We do need to keep working on focus. Tested her today with it and she did pretty good until another dog came in the picture and i was totally forgotten so we need to work on that but otherwise she's doing pretty good i think! 

She did also just about take me out a couple times when i told her to come and she came barreling at me. Knocked me in my bad knee once but not hard enough to take me down or cause any serious issue. Just a little sore but she made up for it with kisses. Gonna work with her more tomorrow. Maybe, if i'm lucky get a video of it.


----------



## paulag1955 (Jun 29, 2010)

We're still working on focus, too. Another dog is still a major distraction - she needs to be on a leash for sure - but at least now I *can* get her attention, even if only briefly, and she registers a click and will take a treat. I know it doesn't sound like much but it is such a huge improvement over a few months ago when a dog barking two blocks away was such a huge distraction, she forgot not only that I was standing there but even that I existed.


----------



## KZoppa (Aug 14, 2010)

paulag1955 said:


> We're still working on focus, too. Another dog is still a major distraction - she needs to be on a leash for sure - but at least now I *can* get her attention, even if only briefly, and she registers a click and will take a treat. I know it doesn't sound like much but it is such a huge improvement over a few months ago when a dog barking two blocks away was such a huge distraction, she forgot not only that I was standing there but even that I existed.


 
Oh yeah, another dog around she does need to be leashed. I dont think her recall would work too well in that case just yet. 

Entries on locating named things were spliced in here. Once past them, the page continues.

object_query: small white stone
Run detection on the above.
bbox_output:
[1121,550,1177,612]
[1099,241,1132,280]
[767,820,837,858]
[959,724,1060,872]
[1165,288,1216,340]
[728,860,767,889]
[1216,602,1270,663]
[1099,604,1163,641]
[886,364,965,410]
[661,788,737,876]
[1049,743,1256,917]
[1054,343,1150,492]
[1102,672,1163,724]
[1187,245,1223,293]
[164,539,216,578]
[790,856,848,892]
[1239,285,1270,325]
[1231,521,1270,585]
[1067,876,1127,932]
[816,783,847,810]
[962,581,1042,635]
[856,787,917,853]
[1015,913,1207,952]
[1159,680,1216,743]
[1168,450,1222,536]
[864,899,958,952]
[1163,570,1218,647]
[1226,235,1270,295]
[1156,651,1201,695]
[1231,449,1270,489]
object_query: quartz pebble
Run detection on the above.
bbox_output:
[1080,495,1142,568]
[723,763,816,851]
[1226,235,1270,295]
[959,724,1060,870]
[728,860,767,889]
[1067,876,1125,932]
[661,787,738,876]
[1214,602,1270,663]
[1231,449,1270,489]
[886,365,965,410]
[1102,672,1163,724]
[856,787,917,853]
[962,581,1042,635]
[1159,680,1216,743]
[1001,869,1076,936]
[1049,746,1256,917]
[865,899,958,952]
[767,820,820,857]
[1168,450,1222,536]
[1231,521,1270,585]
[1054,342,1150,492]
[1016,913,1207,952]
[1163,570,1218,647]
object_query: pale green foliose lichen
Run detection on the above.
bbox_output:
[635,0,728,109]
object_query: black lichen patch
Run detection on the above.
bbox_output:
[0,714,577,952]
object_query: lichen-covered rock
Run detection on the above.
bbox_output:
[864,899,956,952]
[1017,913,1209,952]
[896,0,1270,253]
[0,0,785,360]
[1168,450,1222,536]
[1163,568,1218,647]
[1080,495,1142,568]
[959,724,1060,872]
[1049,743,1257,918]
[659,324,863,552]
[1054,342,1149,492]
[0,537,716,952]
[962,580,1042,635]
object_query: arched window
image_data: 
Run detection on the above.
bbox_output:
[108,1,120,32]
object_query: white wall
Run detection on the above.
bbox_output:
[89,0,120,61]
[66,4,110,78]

haha, i'm just surprised i get ANY kind of reaction when she see's another dog. She does great when we're walking as she remembers her manners and the rules but sitting still and just watching from a distance... .the whining gets a little crazy sometimes so thats another thing we're going to work on. Today we were sitting at one of the playgrounds and she spotted this adorable pit mix (i love this dog, she's the sweetest silliest pit mix i've met in a long time) and Shasta couldnt stop watching her for anything. I sat there flicking her ears and it didnt even register. Was pulling on her lips, poking her in the cheek, pinching her... nothing. Not even a flinch she was that interested in that dog. She wants sooooo badly to play with every dog she see's but so far the only ones she's been allowed to play with have been the huskies who escape their yards and go on adventures around the neighborhood! Oh and a sheltie puppy she met at petco yesterday. Beyond that, she's apparently not allowed to be friends. I feel bad for her because all she wants to do is race around with another dog.


----------



## paulag1955 (Jun 29, 2010)

People are hesitant about letting our Shasta near their dogs, too, but I don't blame them when she's all barking and lunging. We met a GREAT border collie/GSD mix at the dog park. She was faster than Shasta and played rougher. Shasta had the best time ever playing with that dog. It was so nice to run into another dog owner who didn't freak out over how Shasta plays.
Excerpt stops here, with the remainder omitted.